Hamabe brings a sunny chirpiness and a touching vulnerability to the role of a young girl confronting her mortality. Her character, Sakura, is not made out to be a saint as she is curious about sex. However, her attempts at seduction are valiantly resisted, sometimes to almost comic effect, by Kitamura's character, who remains unnamed throughout the film.

The growing friendship with her classmate seems unlikely, given that they are on opposite ends of the popularity spectrum, but as she says to him: "You're the only one who can keep my life normal."

Kitamura, a member of Japanese pop-rock band Dish, gives a sensitive performance as his restrained character slowly opens up. It also makes his breakdown late in the movie that much more moving.

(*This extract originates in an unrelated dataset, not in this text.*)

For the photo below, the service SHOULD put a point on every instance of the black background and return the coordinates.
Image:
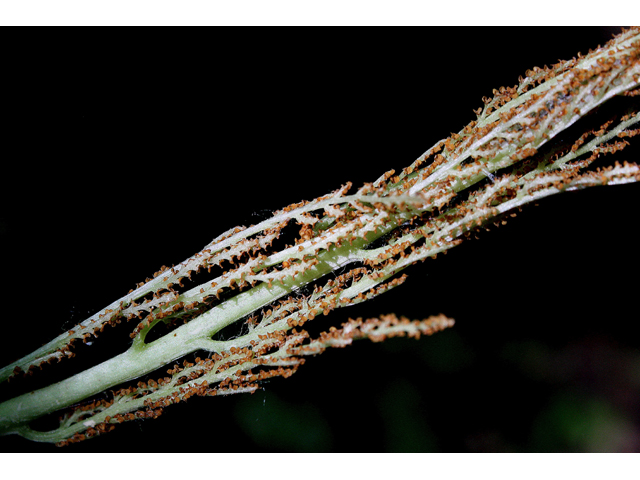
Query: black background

Director Sho Tsukikawa (The 100th Love With You, 2017) is deft with the emotional scenes, letting them land with an impact that stings.

He overdoes it a bit with the soft focus and light-filled scenes, although the shots featuring cherry blossoms in full bloom are admittedly gorgeous.

The movie also jumps forward 12 years, a period that is not covered in the book. It shows the impact Sakura has had on the male protagonist (now played by Shun Oguri), as he was nudged to become a teacher at their school because of something she said; and on her best friend, Kyoko (adult version played by Keiko Kitagawa), who was puzzled by and jealous of their closeness.

The memory of her still burns bright for them.